Hi, as far as I know only the two SR.N4 Mk III craft Princess Margaret and Princess Anne still exist. These were the two which had been "stretched" in the late seventies. Of the 3 Mk II craft "The Prince of Wales" was wrecked in 1993 by a fire and later scrapped, "Swift" was donated to a museum in 1994, and "Sir Christopher" was cannibalized during the late nineties to supply spare parts for the Mk III crafts still in operation.

By the way, the above mentioned museum, though still not yet open to the public, provides some interesting information on its web site: 
http://www.hovercraft-museum.org/

Best Regards,
Gerhard


----------



## Invicta (Feb 9, 2006)

latest news on channel crossing from Dover

A NEW company planning to start a fast-ferry service from Dover is reported to have made an offer for a large catamaran in America.

It is understood that Navmed wants to bring the Spirit of Ontario to Dover by mid-April ready to start a cross-Channel service from May 1.
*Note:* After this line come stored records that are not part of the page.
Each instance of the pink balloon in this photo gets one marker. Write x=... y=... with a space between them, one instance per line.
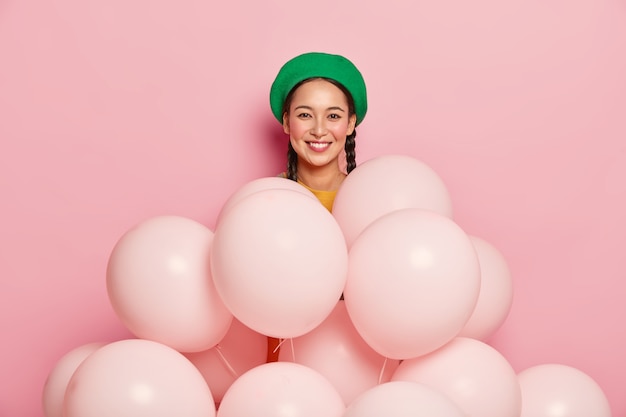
x=241 y=350
x=281 y=389
x=554 y=390
x=260 y=184
x=472 y=374
x=402 y=399
x=279 y=262
x=336 y=351
x=56 y=384
x=137 y=378
x=385 y=184
x=496 y=292
x=160 y=285
x=413 y=282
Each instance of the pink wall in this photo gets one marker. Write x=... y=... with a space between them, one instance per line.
x=115 y=111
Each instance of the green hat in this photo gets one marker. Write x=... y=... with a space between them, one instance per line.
x=313 y=65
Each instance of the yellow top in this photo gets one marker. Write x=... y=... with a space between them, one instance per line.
x=327 y=198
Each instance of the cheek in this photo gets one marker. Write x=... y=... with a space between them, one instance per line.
x=296 y=128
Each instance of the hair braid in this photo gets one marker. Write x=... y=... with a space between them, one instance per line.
x=292 y=163
x=350 y=152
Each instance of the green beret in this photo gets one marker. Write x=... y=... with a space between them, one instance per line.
x=314 y=65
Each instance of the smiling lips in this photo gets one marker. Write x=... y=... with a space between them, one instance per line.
x=318 y=146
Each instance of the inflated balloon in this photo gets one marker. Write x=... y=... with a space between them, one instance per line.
x=279 y=262
x=260 y=184
x=555 y=390
x=496 y=292
x=472 y=374
x=241 y=350
x=56 y=384
x=137 y=378
x=385 y=184
x=335 y=350
x=281 y=389
x=413 y=282
x=159 y=283
x=402 y=399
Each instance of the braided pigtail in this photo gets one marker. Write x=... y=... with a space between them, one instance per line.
x=350 y=153
x=292 y=163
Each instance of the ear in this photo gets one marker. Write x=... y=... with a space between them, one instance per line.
x=351 y=124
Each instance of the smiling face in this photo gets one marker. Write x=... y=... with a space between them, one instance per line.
x=317 y=121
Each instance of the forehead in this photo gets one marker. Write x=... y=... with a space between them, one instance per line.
x=319 y=91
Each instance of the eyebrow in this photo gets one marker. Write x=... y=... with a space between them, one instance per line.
x=311 y=108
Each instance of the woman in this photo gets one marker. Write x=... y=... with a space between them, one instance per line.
x=319 y=99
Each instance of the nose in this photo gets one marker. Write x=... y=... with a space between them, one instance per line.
x=319 y=129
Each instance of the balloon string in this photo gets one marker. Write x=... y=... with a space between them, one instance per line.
x=281 y=341
x=382 y=371
x=218 y=349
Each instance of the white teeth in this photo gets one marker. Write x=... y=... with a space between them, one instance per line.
x=318 y=145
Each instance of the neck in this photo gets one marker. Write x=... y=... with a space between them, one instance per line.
x=327 y=178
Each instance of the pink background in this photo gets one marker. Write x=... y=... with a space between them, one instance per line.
x=115 y=111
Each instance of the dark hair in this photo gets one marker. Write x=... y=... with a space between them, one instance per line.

As revealed by the Dover Mercury newspaper last week, Navmed has been formed by former Hoverspeed employees and is expected to create some 500 jobs, not all of them being recruited in the UK.

The company is said to have offered 30 million US dollars for the Spirit of Ontario - nicknamed The Cat - which had been operating on Lake Ontario, between the ports of Rochester in New York and Toronto in Ontario. This service was suspended in September 2004.

Journalist Berkeley Brean, from the American television news Channel 10NBC, was among those who have contacted the Dover Mercury this week seeking information about Navmed’s plans for the new ferry service between Dover and Calais and Boulogne. 

"We have confirmed that the company has signed an initial contract with the City of Rochester and they are just waiting for the city to sign it," he said.

"A spokesperson for the city said consideration of the proposals for the sale of the ferry were continuing and there would be no comment further until the final agreement is reached, which has not happened." 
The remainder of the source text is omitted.